WebNovels

Chapter 4 - Chapter 4: The Invisible Chains

My room was a masterpiece of ivory and antique gold, a chamber larger than the entire apartment I'd grown up in. The bed was a sprawling continent of silk and down, soft enough to drown in, and floor-to-ceiling windows offered a panoramic view of the Atlantic, where the waves clawed at the base of the cliffs like hungry animals.

It was a dream room—until I tried to leave it.

I walked to the window and pushed against the glass. It didn't budge. I searched for a latch, a seam, anything. Nothing. It was a solid, transparent wall. I turned to the door and twisted the heavy brass handle.

Click. Locked from the outside.

A cold, sickening realization settled in the pit of my stomach. The "protection" Yuri had promised was merely a linguistic mask for a cage. I began to pace, my footsteps swallowed by the plush carpet. I was a prisoner in silk. Every scrap of my old life—my phone, my ID, the frayed jeans I loved—was gone. In their place were rows of designer dresses and robes that felt like spiderwebs against my skin.

The sound of the lock turning made me spin around, my heart leaping into my throat.

Yuri entered, carrying a silver tray with tea and a small plate of food. He looked absurdly domestic, yet his movements possessed a terrifying, predatory grace that suggested he could drop the tray and snap my neck in a single fluid motion.

"You didn't touch your lunch," he noted, his voice smooth and devoid of apology. He set the tray on a marble table with a soft clatter.

"I'm not hungry. I want to go home, Yuri. I want to see my mother."

"Your mother is safe. She's been moved to a private villa in the south. She has a staff, security, and everything she could possibly require," he said, pouring the tea with steady hands.

"You moved her? Without even asking me?" I marched toward him, my chest heaving with a cocktail of terror and rage. "You have no right to touch her! You have no right to keep me here!"

Yuri stood up slowly, and the air seemed to flee the room. He stepped into my personal space, his shadow swallowing me whole. I was forced to tilt my head back just to meet those freezing sea-gray eyes.

"Rights?" he repeated, the word vibrating in his throat like a low, dangerous rumble. "I bought your father's debt, Jessy. That debt included the deed to your home, your mother's continued breathing, and your very life. In the eyes of the law, you are a citizen. In mine, you are a liability I have chosen to transform into an asset."

"I am a human being!" I screamed, tears of pure frustration stinging my eyes.

"Then act like one," he countered, his voice turning to sharpened ice. "Eat. Sleep. Recover. If you attempt to breach the security of this room again without my permission, I will stop being the man who paid your surgeons and start being the man who made your father vanish."

He turned toward the door, pausing only to cast one last look over his shoulder.

"And Jessy? Don't waste your strength on the windows. They're reinforced ballistic glass. You could hit them with a sledgehammer and they wouldn't even star. Just like me."

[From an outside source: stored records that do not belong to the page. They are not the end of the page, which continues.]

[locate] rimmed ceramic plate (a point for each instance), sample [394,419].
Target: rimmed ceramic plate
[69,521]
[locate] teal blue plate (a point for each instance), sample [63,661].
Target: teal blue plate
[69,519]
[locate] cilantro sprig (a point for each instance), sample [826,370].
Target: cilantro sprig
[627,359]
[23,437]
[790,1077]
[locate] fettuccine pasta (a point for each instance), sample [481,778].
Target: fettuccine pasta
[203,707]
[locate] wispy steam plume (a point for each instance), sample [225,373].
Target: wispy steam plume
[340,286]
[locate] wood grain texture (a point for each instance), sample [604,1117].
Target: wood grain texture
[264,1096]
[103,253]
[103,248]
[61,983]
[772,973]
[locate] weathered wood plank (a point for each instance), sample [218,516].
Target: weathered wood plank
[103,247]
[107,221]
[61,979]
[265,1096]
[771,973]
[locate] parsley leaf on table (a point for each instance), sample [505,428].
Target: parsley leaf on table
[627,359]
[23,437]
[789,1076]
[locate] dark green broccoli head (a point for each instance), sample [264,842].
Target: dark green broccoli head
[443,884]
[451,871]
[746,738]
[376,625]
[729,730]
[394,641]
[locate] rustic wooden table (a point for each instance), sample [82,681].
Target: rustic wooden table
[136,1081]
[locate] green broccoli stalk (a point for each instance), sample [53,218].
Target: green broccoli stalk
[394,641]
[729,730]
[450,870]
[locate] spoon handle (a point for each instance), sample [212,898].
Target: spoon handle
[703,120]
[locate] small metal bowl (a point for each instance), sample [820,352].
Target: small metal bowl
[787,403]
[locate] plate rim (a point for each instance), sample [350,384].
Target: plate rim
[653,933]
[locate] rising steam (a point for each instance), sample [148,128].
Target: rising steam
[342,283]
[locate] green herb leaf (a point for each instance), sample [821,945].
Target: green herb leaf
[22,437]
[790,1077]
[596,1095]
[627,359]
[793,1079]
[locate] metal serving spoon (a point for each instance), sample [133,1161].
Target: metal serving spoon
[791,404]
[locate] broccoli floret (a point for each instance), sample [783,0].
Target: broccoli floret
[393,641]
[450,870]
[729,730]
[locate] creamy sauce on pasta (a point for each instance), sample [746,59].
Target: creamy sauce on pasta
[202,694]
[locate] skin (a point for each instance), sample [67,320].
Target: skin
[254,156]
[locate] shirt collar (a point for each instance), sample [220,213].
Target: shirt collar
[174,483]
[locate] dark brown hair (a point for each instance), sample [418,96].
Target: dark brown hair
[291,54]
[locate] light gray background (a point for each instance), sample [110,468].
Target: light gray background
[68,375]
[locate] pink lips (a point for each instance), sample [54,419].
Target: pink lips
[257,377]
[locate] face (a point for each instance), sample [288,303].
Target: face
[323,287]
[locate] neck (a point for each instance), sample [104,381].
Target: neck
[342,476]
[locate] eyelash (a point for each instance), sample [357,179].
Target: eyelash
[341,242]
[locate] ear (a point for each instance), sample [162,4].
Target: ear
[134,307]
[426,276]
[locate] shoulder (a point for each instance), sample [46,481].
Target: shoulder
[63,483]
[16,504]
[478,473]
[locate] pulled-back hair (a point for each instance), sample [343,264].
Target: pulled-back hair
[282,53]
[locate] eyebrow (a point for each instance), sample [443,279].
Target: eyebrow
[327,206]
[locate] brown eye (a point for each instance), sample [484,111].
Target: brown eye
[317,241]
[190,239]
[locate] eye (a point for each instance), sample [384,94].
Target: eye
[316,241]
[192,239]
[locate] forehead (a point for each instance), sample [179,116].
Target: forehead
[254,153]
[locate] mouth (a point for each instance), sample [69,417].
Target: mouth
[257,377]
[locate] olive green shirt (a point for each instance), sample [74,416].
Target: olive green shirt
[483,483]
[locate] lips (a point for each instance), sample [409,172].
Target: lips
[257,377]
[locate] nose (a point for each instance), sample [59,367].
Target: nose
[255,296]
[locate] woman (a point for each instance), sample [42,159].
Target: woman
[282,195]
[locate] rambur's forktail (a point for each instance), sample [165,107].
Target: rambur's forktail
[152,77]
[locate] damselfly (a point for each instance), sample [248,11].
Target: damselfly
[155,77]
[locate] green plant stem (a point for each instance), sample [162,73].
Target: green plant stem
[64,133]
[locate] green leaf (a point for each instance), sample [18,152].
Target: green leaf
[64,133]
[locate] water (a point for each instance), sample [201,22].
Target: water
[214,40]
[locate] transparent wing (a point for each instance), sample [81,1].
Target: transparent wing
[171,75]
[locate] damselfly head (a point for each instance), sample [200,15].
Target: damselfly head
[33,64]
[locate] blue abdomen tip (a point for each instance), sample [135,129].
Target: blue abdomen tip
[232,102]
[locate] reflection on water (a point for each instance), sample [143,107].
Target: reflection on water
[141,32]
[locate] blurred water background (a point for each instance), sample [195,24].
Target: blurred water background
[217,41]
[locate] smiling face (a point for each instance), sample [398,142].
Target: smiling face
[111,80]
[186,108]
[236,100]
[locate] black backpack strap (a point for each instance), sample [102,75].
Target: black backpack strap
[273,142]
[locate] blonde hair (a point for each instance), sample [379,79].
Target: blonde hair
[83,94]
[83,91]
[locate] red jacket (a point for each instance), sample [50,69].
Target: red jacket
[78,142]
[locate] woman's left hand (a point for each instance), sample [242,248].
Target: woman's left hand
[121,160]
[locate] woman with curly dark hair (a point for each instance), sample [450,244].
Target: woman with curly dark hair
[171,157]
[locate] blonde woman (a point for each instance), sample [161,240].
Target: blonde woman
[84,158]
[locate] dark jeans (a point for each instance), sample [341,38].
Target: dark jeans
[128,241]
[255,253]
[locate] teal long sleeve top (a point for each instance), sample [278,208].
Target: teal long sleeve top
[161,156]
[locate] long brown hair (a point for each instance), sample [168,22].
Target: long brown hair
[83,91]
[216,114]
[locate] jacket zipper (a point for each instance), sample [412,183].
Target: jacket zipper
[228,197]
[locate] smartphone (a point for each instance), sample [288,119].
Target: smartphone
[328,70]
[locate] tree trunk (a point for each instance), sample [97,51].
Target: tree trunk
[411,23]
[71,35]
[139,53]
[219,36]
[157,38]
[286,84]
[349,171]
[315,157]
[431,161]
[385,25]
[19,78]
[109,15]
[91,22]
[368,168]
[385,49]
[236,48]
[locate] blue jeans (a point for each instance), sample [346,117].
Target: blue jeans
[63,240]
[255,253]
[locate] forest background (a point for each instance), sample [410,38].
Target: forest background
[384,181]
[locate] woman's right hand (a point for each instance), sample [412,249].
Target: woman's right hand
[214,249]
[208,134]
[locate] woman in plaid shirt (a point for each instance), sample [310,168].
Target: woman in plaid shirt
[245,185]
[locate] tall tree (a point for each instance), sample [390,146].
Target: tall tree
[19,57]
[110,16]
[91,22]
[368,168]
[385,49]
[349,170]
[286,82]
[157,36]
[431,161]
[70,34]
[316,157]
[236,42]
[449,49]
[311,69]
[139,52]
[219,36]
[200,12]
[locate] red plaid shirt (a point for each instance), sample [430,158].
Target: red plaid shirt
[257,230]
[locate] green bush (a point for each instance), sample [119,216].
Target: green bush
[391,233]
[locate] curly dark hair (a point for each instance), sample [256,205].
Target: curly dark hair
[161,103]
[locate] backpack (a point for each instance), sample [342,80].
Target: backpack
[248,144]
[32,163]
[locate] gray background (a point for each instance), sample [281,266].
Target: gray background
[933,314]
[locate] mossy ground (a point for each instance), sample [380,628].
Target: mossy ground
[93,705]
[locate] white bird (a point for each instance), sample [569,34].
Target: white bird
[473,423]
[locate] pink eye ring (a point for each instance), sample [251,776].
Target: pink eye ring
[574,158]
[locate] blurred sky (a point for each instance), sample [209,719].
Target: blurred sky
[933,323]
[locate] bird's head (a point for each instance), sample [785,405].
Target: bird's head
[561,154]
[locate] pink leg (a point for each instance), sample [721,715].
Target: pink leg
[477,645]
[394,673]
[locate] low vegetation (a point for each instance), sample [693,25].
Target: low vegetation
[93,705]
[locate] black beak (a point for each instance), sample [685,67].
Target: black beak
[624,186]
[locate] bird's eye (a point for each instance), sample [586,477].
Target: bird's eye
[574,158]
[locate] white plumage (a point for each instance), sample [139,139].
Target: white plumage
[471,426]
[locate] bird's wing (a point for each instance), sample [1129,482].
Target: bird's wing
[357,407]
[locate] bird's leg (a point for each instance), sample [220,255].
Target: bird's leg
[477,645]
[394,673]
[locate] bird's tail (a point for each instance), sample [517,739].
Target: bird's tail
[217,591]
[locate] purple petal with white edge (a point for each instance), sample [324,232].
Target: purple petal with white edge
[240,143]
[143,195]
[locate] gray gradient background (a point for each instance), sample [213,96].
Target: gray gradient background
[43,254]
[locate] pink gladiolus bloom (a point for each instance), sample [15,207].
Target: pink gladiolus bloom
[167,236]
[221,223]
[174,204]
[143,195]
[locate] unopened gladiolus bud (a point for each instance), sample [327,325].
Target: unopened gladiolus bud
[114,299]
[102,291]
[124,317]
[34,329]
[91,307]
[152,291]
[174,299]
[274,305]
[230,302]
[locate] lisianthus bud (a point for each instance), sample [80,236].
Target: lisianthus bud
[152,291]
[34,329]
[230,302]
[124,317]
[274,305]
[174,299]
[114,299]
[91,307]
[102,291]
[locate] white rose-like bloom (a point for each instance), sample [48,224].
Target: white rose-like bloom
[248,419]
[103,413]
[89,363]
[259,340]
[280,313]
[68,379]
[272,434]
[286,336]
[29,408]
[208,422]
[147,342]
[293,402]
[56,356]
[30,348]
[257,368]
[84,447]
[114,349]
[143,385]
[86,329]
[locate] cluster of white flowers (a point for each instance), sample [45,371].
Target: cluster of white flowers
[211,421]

The door clicked shut. The lock turned.

I sank to the floor, my back against the silk-covered bed, feeling the weight of the silence. I was in a golden cage, and the key hung around the neck of a monster who looked like a god.

I spent the following week wandering the mansion like a restless ghost. The staff were wraiths in uniforms, moving with a silent, terrifying efficiency and refusing to meet my gaze. My only sanctuary was the library—a massive, three-story cathedral of mahogany and leather that smelled of centuries-old secrets.

It was there, tucked inside a heavy, dust-caked ledger on the highest gallery, that I found the first clue.

A photograph fell out. It showed my father, looking younger and far more terrified than I had ever seen him. He was standing next to an older man who shared the same lethal, icy eyes as Yuri.

"He was my father's most trusted architect," a voice projected from the doorway.

I jumped, the ledger slipping from my numb fingers and hitting the floor with a heavy thud. Yuri was leaning against the frame, silhouetted by the hallway lights, watching me with a look of detached curiosity.

"My father built the empire," Yuri continued, his boots clicking rhythmically against the hardwood as he approached. "But your father... he built the walls. He created the 'Ghost Code'—a digital ledger of every transaction, every assassination, and every secret the Volkov family has ever owned."

He stopped inches from me, his presence cold and heavy. "He locked that ledger behind a biometric wall—a digital labyrinth that only his bloodline can navigate."

I looked down at my hands, the realization sinking into my bones like lead. I wasn't a guest. I wasn't even a hostage in the traditional sense.

"I'm not a person to you," I whispered, the horror of it catching in my throat. "I'm a password."

"You are the only password," Yuri corrected, his hand reaching out to tilt my chin up to meet his gaze. "And the world is full of people who would rather break the lock than use the key. Now do you understand why you stay in the room?"